Specifically, the projection operator {}, when used without attributes, can only return a relation with no attributes and no tuples ("false") or a relation with no attributes and one tuple ("true"). Date and Darwen call these relations TABLE_DUM AND TABLE_DEE, but these names are obviously lousy because:

  1. there are no tables in the relational algebra
  2. they reference an irrelevant Western nursery rhyme
  3. the names alone don't make it clear which name refers to which relation

Calling them "true" and "false" makes sense if the one thinks of the {} operator as asking "does the relation contain one or more tuples?" This operator enables relational expressions to be used to create boolean expressions. Note in the above example that removing this operator causes a runtime error- the "where" clause genuinely only expects "true" or "false" as valid values.

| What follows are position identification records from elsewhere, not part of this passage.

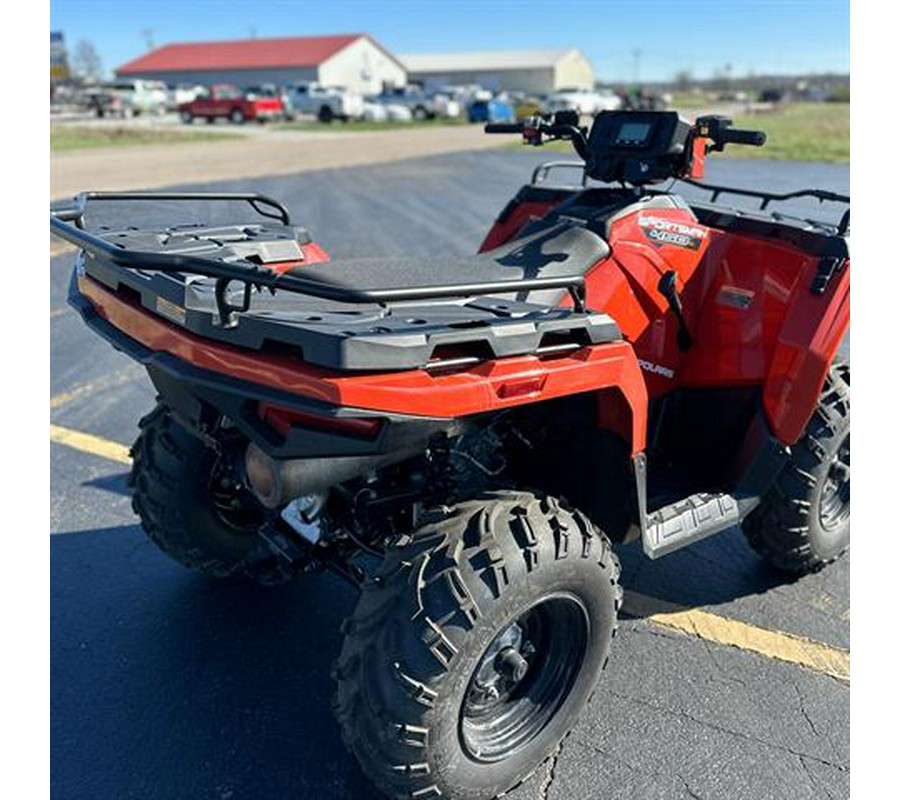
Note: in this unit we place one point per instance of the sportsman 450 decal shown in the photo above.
(656, 369)
(662, 231)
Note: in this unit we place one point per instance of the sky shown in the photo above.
(625, 40)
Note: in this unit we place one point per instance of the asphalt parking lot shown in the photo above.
(165, 685)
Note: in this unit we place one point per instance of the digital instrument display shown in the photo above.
(633, 134)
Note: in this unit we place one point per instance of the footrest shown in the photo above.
(687, 521)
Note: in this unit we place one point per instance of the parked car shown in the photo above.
(446, 106)
(141, 97)
(271, 90)
(126, 98)
(465, 94)
(228, 102)
(422, 105)
(325, 103)
(490, 111)
(527, 107)
(180, 94)
(585, 101)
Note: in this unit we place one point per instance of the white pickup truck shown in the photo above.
(584, 101)
(326, 103)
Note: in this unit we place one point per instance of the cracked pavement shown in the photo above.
(167, 686)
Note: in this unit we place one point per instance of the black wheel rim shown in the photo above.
(523, 678)
(834, 503)
(232, 502)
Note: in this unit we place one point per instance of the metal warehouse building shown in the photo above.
(536, 71)
(356, 61)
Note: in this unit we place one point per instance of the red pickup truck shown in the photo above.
(232, 104)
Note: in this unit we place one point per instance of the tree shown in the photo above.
(86, 63)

You will want to grab the latest master branch because I fixed a parsing bug which otherwise prevents the above example from working.

agentm commented 7 years ago

Project:M36 does offer existential quantification on a per-tuple basis, so I think there is no additional work needed on this issue.

zanzix commented 7 years ago

Hey Agentm, sorry for the delay in my reply! Thanks for adding the minus documentation and fixing the bug, the new functionality was exactly what I needed.